Natascha Badmann, of Switzerland, celebrated as she crossed the finish line to win the women's division of the Ironman triathlon yesterday in Kailua-Kona.
Al-Sultan extends dominance to Hawaii
KAILUA-KONA » Faris Al-Sultan regained his lead early in the run and won the Ironman Triathlon World Championship here yesterday.
His time was an unofficial 8 hours, 14 minutes and 16 seconds, the fourth-fastest finish for the Hawaii race.
"This is incredible; I don't believe it." he said. Prior to the race, the 27-year-old from Munich, Germany, said he just wanted to finish in the top five again. He was third last year.
Al-Sultan, who won the Arizona Ironman race earlier this year, had led through most of the 112-mile bicycle ride, which took the athletes through barren lava fields and rolling ranchlands. Torbjorn Sindballe of Denmark took the lead at about the 100-mile mark but Al-Sultan regained the lead between the second and third miles of the 26.2-mile run.
Sindballe, 28, faded and finished in 9:08:38 in 49th place.
Cameron Brown of New Zealand was second in 8:19:33, and three-time winner Peter Reid of Canada was third in 8:20:04.
Natascha Badmann of Switzerland came from behind to win her sixth women's title. Her time was 9:09:30.
Michellie Jones of Australia took the lead early in the bike race and had a lead of almost 9 minutes going into the run. But after serving a 4-minute penalty, Badmann dug in and caught her around the 16-mile mark of the run. Jones was second in 9:11:50. Kate Major of Australia was third in 9:12:39.

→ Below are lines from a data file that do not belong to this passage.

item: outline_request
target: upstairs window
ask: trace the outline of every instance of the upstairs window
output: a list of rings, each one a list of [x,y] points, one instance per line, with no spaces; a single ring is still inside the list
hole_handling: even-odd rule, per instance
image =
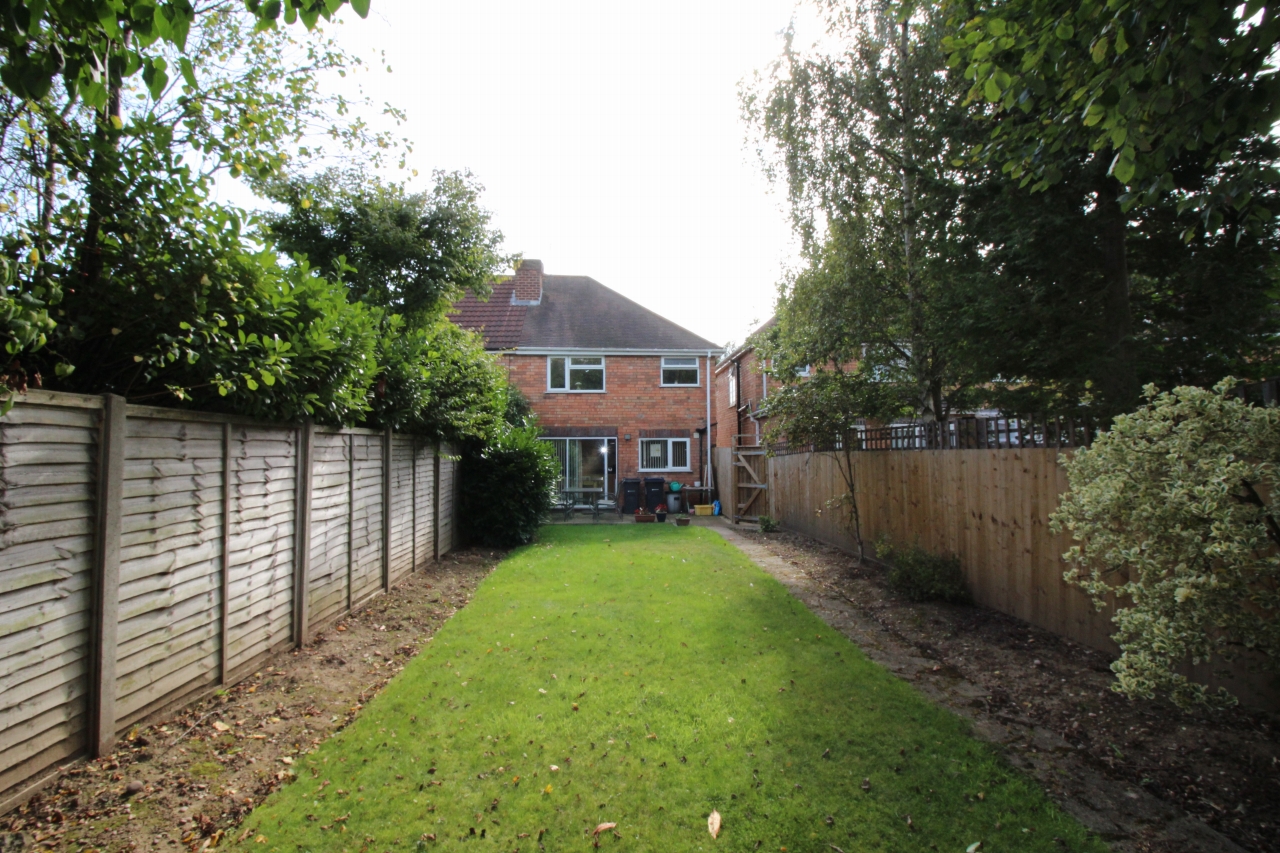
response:
[[[562,356],[547,359],[547,388],[552,391],[603,391],[603,356]]]
[[[664,386],[696,386],[698,384],[698,359],[663,358],[662,384]]]
[[[641,471],[688,471],[689,439],[644,438],[640,440]]]
[[[801,379],[808,379],[808,378],[809,378],[809,368],[810,368],[811,366],[812,366],[812,365],[808,365],[808,364],[806,364],[804,367],[797,367],[797,368],[796,368],[796,376],[799,376]]]

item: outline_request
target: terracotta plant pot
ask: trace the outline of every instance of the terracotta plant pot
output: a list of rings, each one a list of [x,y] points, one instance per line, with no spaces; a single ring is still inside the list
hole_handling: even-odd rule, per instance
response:
[[[658,523],[659,524],[667,523],[667,514],[665,512],[658,513]]]
[[[688,526],[689,526],[689,516],[684,515],[676,519],[676,527],[688,527]]]
[[[657,521],[657,518],[652,515],[637,515],[633,517],[636,520],[636,524],[653,524]]]

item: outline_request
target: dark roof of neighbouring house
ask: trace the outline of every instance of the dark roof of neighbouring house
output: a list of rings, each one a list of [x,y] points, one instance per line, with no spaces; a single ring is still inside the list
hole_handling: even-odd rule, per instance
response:
[[[468,294],[454,304],[450,319],[482,332],[490,350],[720,349],[587,276],[543,276],[537,305],[512,305],[514,287],[511,281],[494,285],[487,302]]]

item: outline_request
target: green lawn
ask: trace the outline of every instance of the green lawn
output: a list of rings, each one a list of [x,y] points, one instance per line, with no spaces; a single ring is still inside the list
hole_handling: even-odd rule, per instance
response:
[[[966,731],[712,531],[545,527],[243,846],[1107,849]]]

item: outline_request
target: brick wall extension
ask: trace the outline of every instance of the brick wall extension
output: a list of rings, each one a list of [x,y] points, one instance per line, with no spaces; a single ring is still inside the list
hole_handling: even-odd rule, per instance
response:
[[[690,471],[664,472],[668,480],[701,480],[698,430],[706,425],[707,360],[699,358],[697,387],[662,387],[662,359],[658,356],[606,356],[605,393],[547,390],[547,357],[503,355],[511,382],[529,398],[538,422],[548,431],[573,427],[616,428],[618,478],[659,476],[640,473],[640,438],[687,434]],[[714,393],[713,400],[714,405]],[[560,433],[563,434],[563,433]],[[598,433],[597,433],[598,434]],[[674,434],[674,435],[673,435]],[[631,438],[628,440],[627,435]]]
[[[729,405],[729,383],[738,365],[738,401],[737,405]],[[746,411],[738,411],[740,407],[750,404],[751,410],[759,408],[765,396],[765,377],[760,372],[754,349],[747,350],[733,362],[721,365],[716,373],[715,386],[711,391],[711,425],[712,443],[717,447],[728,447],[735,435],[755,435],[757,424]],[[776,383],[773,383],[776,387]],[[759,425],[763,432],[764,424]]]

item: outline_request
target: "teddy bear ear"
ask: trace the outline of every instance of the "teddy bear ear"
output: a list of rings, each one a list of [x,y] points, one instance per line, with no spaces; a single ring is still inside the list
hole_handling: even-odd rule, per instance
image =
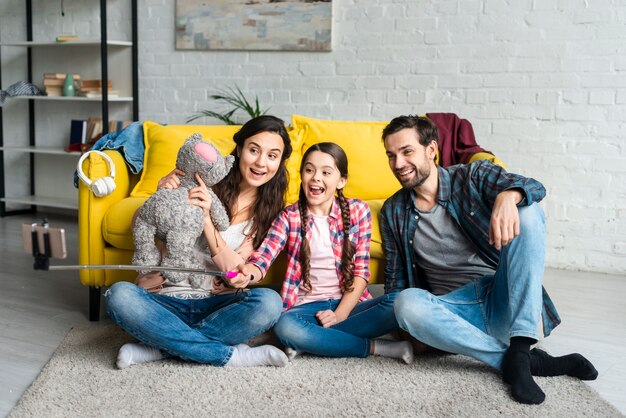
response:
[[[233,168],[233,164],[235,164],[234,155],[227,155],[226,157],[224,157],[224,165],[226,166],[228,171],[230,171],[230,169]]]

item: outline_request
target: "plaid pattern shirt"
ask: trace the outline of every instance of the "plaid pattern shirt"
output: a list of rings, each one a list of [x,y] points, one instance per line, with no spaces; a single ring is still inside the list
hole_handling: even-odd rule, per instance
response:
[[[350,232],[349,239],[355,247],[354,276],[359,276],[369,281],[370,242],[372,237],[372,215],[367,203],[359,199],[346,199],[350,208]],[[307,216],[307,239],[311,239],[311,227],[313,217]],[[332,240],[333,253],[335,255],[335,267],[337,279],[341,283],[341,254],[343,249],[343,219],[339,200],[335,198],[330,216],[328,217],[330,237]],[[302,244],[302,221],[300,209],[297,203],[285,208],[274,220],[265,240],[261,246],[248,258],[248,263],[254,264],[263,277],[278,254],[287,248],[287,272],[280,292],[283,299],[283,310],[291,308],[298,299],[298,288],[302,276],[300,264],[300,245]],[[369,299],[367,288],[361,295],[361,301]]]
[[[517,189],[524,194],[518,206],[529,206],[545,197],[545,188],[537,180],[509,173],[485,160],[446,168],[438,166],[437,170],[438,203],[478,247],[483,259],[497,268],[500,251],[489,244],[489,223],[496,196],[505,190]],[[414,202],[415,192],[402,189],[387,199],[381,210],[385,293],[409,287],[429,290],[412,245],[418,219]],[[561,322],[545,289],[542,319],[545,336]]]

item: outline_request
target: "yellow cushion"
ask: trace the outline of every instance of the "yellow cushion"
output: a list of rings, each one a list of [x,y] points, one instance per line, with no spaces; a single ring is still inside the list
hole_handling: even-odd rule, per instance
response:
[[[343,148],[348,156],[347,197],[386,199],[400,189],[389,168],[381,137],[388,122],[342,122],[293,115],[291,123],[298,131],[302,154],[318,142],[334,142]],[[300,180],[294,183],[298,190]]]
[[[141,179],[131,192],[133,197],[148,197],[155,192],[159,180],[176,166],[178,149],[192,134],[199,132],[222,153],[228,155],[235,148],[233,135],[238,125],[170,125],[146,121],[143,123],[143,140],[146,147]]]
[[[368,200],[366,203],[372,212],[372,242],[370,244],[370,257],[383,258],[383,239],[380,233],[380,210],[385,199]]]
[[[132,219],[147,197],[127,197],[113,204],[102,220],[104,240],[116,248],[135,250]]]

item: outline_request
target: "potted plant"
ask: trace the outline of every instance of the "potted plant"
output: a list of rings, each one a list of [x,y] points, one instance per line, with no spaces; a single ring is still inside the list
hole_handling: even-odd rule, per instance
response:
[[[239,122],[233,118],[233,115],[238,110],[247,113],[250,118],[264,115],[269,110],[269,108],[261,110],[259,106],[259,98],[257,96],[254,96],[254,104],[252,104],[238,86],[235,86],[235,88],[227,87],[226,89],[218,90],[218,93],[212,94],[210,98],[233,106],[233,108],[224,112],[201,110],[190,116],[187,119],[187,123],[193,122],[198,118],[209,116],[221,120],[226,125],[238,125]]]

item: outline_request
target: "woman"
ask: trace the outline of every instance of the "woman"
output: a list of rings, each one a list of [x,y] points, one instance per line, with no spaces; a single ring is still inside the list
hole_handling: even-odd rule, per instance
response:
[[[215,229],[209,216],[211,199],[201,180],[189,191],[190,204],[204,214],[204,237],[211,252],[204,257],[207,269],[230,271],[242,264],[283,208],[285,161],[292,150],[284,122],[274,116],[254,118],[234,140],[233,169],[212,187],[228,210],[230,227],[224,232]],[[183,175],[195,173],[174,170],[159,181],[159,188],[178,187]],[[155,276],[163,281],[162,288],[151,293],[141,287]],[[120,348],[118,368],[172,356],[214,366],[284,366],[287,357],[281,350],[242,344],[271,328],[282,309],[273,290],[235,292],[242,280],[241,275],[207,276],[197,289],[186,280],[170,283],[160,273],[150,273],[138,277],[139,286],[115,283],[105,295],[109,316],[140,341]]]

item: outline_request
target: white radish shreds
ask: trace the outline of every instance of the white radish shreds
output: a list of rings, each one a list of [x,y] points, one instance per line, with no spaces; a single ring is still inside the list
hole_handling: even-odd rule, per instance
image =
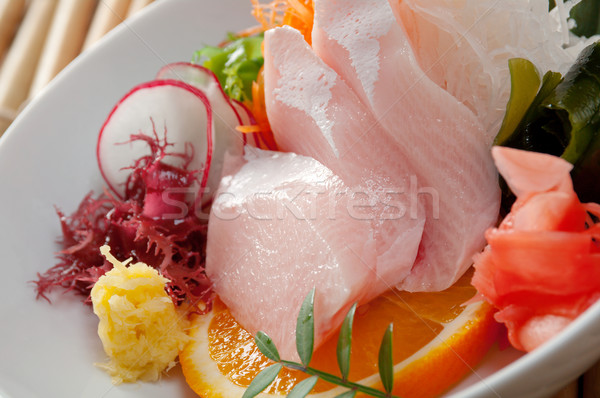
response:
[[[576,3],[557,3],[552,13],[548,0],[403,0],[398,9],[424,71],[473,110],[491,143],[510,95],[508,60],[565,73],[587,44],[568,32]]]

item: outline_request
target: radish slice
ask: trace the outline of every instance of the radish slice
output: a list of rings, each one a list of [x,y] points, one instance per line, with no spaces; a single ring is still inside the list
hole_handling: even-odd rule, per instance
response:
[[[245,136],[236,130],[236,127],[244,124],[240,114],[223,91],[219,79],[210,69],[189,62],[175,62],[162,67],[156,78],[185,82],[201,90],[210,100],[215,135],[211,164],[213,171],[209,177],[208,187],[211,189],[210,193],[214,193],[213,187],[218,186],[221,180],[225,153],[241,157],[244,152]]]
[[[231,106],[233,107],[233,109],[235,109],[237,114],[240,116],[240,122],[243,126],[256,124],[256,121],[254,120],[254,116],[252,115],[252,112],[250,112],[250,109],[248,109],[246,107],[246,105],[242,104],[240,101],[231,99]]]
[[[246,107],[246,105],[242,104],[240,101],[231,99],[231,106],[233,106],[233,109],[236,110],[237,114],[240,116],[240,121],[242,126],[251,126],[251,125],[255,125],[256,124],[256,120],[254,119],[254,115],[252,114],[252,112],[250,112],[250,109],[248,109]],[[259,134],[256,133],[251,133],[252,134],[252,139],[254,142],[254,146],[259,148],[260,147],[260,142],[259,142]],[[244,142],[249,143],[248,139],[246,138],[248,134],[244,134]],[[252,145],[252,144],[250,144]],[[274,149],[274,148],[269,148],[269,149]]]
[[[146,143],[132,141],[131,136],[165,137],[173,144],[171,153],[189,153],[192,146],[193,156],[187,169],[198,170],[201,180],[193,185],[192,194],[199,194],[198,190],[207,184],[214,192],[217,186],[210,185],[214,171],[213,122],[207,96],[195,87],[177,80],[156,80],[136,86],[114,107],[100,130],[96,148],[100,172],[110,189],[123,198],[129,167],[151,153]],[[178,156],[167,156],[163,161],[175,167],[184,166],[184,160]]]
[[[156,79],[179,80],[202,90],[211,102],[218,97],[229,102],[229,96],[223,91],[223,87],[221,87],[221,83],[219,83],[219,79],[214,72],[201,65],[189,62],[174,62],[163,66],[156,74]]]

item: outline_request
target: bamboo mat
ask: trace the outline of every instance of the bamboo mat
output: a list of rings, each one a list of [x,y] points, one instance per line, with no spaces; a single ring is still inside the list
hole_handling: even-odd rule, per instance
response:
[[[79,53],[153,0],[0,0],[0,135]]]
[[[552,398],[600,398],[600,361]]]
[[[81,51],[152,1],[0,0],[0,135]],[[600,398],[600,362],[552,398]]]

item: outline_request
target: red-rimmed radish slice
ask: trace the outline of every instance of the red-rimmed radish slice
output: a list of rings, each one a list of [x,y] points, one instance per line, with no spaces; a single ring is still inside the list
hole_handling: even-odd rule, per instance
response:
[[[200,172],[200,181],[193,185],[194,190],[199,190],[211,181],[213,129],[211,103],[201,90],[178,80],[140,84],[115,105],[100,130],[96,147],[100,172],[110,189],[123,198],[131,173],[129,167],[151,153],[146,142],[132,140],[132,135],[154,138],[164,134],[173,144],[170,153],[189,153],[186,146],[192,146],[187,169]],[[163,161],[175,167],[184,166],[179,156],[167,156]],[[216,188],[208,186],[213,191]]]
[[[216,100],[216,96],[219,95],[229,102],[229,96],[223,91],[217,76],[202,65],[173,62],[163,66],[156,74],[156,79],[180,80],[202,90],[211,101]]]
[[[233,107],[233,109],[235,109],[237,114],[240,116],[240,122],[242,123],[243,126],[249,126],[251,124],[256,124],[256,121],[254,120],[254,116],[252,115],[252,112],[250,112],[250,109],[248,109],[240,101],[237,101],[234,99],[230,99],[230,101],[231,101],[231,106]]]
[[[233,106],[233,109],[235,109],[235,111],[237,112],[237,114],[240,116],[240,121],[241,121],[241,125],[242,126],[252,126],[252,125],[256,125],[256,120],[254,119],[254,115],[252,114],[252,112],[250,112],[250,109],[248,109],[244,104],[242,104],[241,102],[231,99],[231,106]],[[257,133],[249,133],[252,136],[252,141],[254,142],[254,146],[256,147],[260,147],[260,143],[259,143],[259,137]],[[248,134],[244,134],[244,136],[247,136]],[[247,138],[245,139],[246,143],[250,143]]]
[[[225,153],[232,156],[242,156],[246,140],[244,135],[236,130],[243,124],[229,96],[225,94],[219,79],[210,70],[203,66],[175,62],[162,67],[157,79],[174,79],[196,87],[206,94],[213,111],[214,120],[214,151],[212,159],[212,172],[209,177],[208,187],[218,186],[223,170]],[[209,193],[214,193],[211,190]]]

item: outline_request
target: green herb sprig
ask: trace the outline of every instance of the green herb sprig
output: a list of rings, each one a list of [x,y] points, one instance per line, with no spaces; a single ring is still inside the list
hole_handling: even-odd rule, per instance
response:
[[[342,377],[332,375],[309,366],[314,349],[314,303],[315,289],[313,288],[306,296],[300,307],[296,322],[296,350],[300,357],[300,362],[293,362],[281,359],[277,347],[273,340],[264,332],[258,332],[254,337],[256,346],[262,354],[275,362],[273,365],[263,369],[252,380],[246,389],[242,398],[253,398],[266,389],[284,368],[302,371],[311,377],[302,380],[294,386],[288,394],[291,398],[306,397],[314,388],[318,379],[329,383],[342,386],[348,389],[336,398],[351,398],[358,392],[379,398],[398,398],[392,395],[394,387],[394,361],[392,359],[392,324],[386,329],[381,346],[379,348],[379,376],[385,391],[380,391],[372,387],[364,386],[348,380],[350,372],[350,352],[352,348],[352,324],[354,322],[354,313],[356,304],[348,311],[340,329],[340,336],[337,343],[337,362]]]

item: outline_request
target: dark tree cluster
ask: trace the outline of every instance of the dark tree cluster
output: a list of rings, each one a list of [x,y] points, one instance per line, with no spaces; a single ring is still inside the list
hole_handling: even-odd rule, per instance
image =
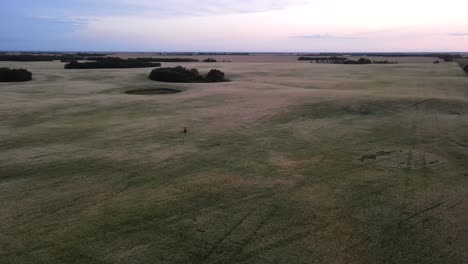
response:
[[[165,52],[159,53],[160,55],[171,56],[250,56],[246,52]]]
[[[71,62],[71,61],[79,61],[79,60],[92,60],[90,57],[83,57],[83,56],[63,56],[60,59],[60,62]]]
[[[62,62],[70,62],[73,60],[89,60],[89,61],[106,61],[106,62],[125,62],[125,61],[137,61],[137,62],[198,62],[196,59],[189,59],[189,58],[130,58],[130,59],[122,59],[119,57],[71,57],[68,58],[68,61]]]
[[[343,57],[299,57],[298,60],[300,61],[315,61],[317,63],[335,63],[339,61],[345,61],[346,58]]]
[[[196,59],[189,58],[136,58],[130,60],[146,61],[146,62],[198,62]]]
[[[70,62],[73,60],[93,60],[93,58],[101,57],[103,58],[106,54],[101,53],[77,53],[77,54],[62,54],[62,53],[50,53],[50,54],[41,54],[41,53],[21,53],[21,54],[2,54],[0,55],[0,61],[55,61],[59,60],[62,62]]]
[[[84,54],[84,53],[79,53],[79,54]],[[79,61],[79,60],[87,60],[87,61],[122,61],[123,59],[118,58],[118,57],[106,57],[104,56],[94,56],[95,54],[90,54],[89,56],[83,56],[83,55],[67,55],[63,56],[63,58],[60,60],[61,62],[71,62],[71,61]]]
[[[87,61],[109,61],[109,62],[117,62],[117,61],[126,61],[119,57],[102,57],[102,56],[70,56],[66,57],[62,62],[71,62],[71,61],[78,61],[78,60],[87,60]]]
[[[144,62],[137,60],[101,60],[94,62],[70,61],[65,64],[65,69],[124,69],[124,68],[149,68],[161,67],[158,62]]]
[[[344,57],[299,57],[300,61],[310,61],[312,63],[331,63],[331,64],[389,64],[389,61],[371,61],[366,58],[360,58],[359,60],[350,60]]]
[[[104,57],[109,54],[106,53],[88,53],[88,52],[78,52],[76,54],[77,56],[82,56],[82,57]]]
[[[398,64],[398,61],[389,61],[389,60],[383,60],[383,61],[378,61],[378,60],[373,60],[373,64]]]
[[[316,53],[316,54],[304,54],[302,56],[367,56],[367,57],[436,57],[443,60],[453,61],[453,59],[463,58],[458,53],[411,53],[411,52],[356,52],[356,53]]]
[[[299,57],[298,60],[300,61],[310,61],[311,63],[330,63],[330,64],[396,64],[398,62],[394,61],[377,61],[377,60],[369,60],[366,58],[360,58],[359,60],[351,60],[344,57]]]
[[[206,75],[205,75],[205,81],[207,82],[226,82],[226,76],[224,72],[217,70],[217,69],[212,69],[210,70]]]
[[[187,69],[182,66],[174,68],[159,68],[151,71],[149,78],[158,82],[226,82],[224,72],[216,69],[210,70],[206,75],[201,75],[197,69]]]
[[[199,56],[250,56],[250,53],[247,52],[196,52],[191,54]]]
[[[372,61],[366,58],[360,58],[359,60],[345,60],[343,64],[372,64]]]
[[[0,61],[55,61],[59,60],[61,62],[71,62],[79,60],[88,60],[88,61],[141,61],[141,62],[198,62],[197,59],[191,58],[131,58],[131,59],[122,59],[119,57],[108,57],[108,54],[104,53],[70,53],[70,54],[40,54],[40,53],[30,53],[30,54],[13,54],[9,55],[6,53],[0,53]]]
[[[466,72],[466,74],[468,74],[468,65],[465,65],[465,67],[463,67],[463,70]]]
[[[0,82],[27,82],[32,80],[32,73],[25,69],[0,68]]]
[[[203,62],[217,62],[217,60],[213,58],[208,58],[208,59],[204,59]]]
[[[0,55],[0,61],[54,61],[61,60],[62,56],[57,55]]]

Unusually light winds allowed for fast times on the bike for the elite athletes. But clear, sunny skies created humid conditions for the run.
Hirokatsu Tayama, 23, of Japan, was first to finish the 2.4-mile swim but quickly fell behind on the bike. He finished in 29th place with a time of 8:51:58.
More than 1,800 athletes from all 50 states and 51 countries, and from ages 19 to 80 were registered for the 140.6-mile endurance test.
Most of the sport's top professionals were vying for $580,000 in prize money. The first male and female each receive $110,000. Al-Sultan and Jones also each received $10,000 in premiums.
The field included defending champion Normann Stadler of Germany, who dropped out late in the bicycle ride after two flat tires.
Also competing was Luc Van Lierde of Belgium, who set the course record of 8 hours, 4 minutes and 8 seconds in 1996. Paula Newby-Fraser of Encinitas, Calif., set the women's record of 8:55:28 in 1992.